Then in your mercy grant us a safe lodging, and a holy rest, and peace at the last.
Lodging is a temporary word. It's something one does on a journey or a pilgrimage. Not home, but shelter on the way. Yet it is “safe”—a place where the watch is kept and the door is closed gently behind us.
“Holy rest” recalls more than sleep. It evokes the sanctity of the seventh day, the blessing placed on stopping. Not just the cessation of activity, but a stillness that receives us. And finally, “peace at the last”—a quieting of all the things that clamored.
Here, rest is not the reward for having survived life.

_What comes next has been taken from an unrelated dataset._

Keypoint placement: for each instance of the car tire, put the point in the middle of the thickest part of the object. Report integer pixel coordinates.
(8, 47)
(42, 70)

It is the final form of a relationship, what we are given by mercy.
A Prayer for Those Who Sense the Evening
This prayer resonates with those who have an eye on the western horizon: the aged, the grieving, the tired. But it also is for anyone who feels the cost of life’s fever—the striving, the busyness, the numbering of our days.
It offers a Christian vision of aging and dying in a quiet, almost monastic way. It doesn't dramatize. It lets twilight be twilight. And the God who is always unhurried is asked to be nearby for every step of it.
Living the Prayer
To pray this is to rehearse our ending without dread, using the language of dusk to shape the way we see the day, the way we see even today.
It is a prayer that can teach us to bless the day but not grasp at it, not cling to it.
“Support us all the day long… and peace at the last.”
There is no hurry in this line. But there is a hint of a hand being held out to us.
May this prayer help all of us find a place to live with an eye on the western sunset.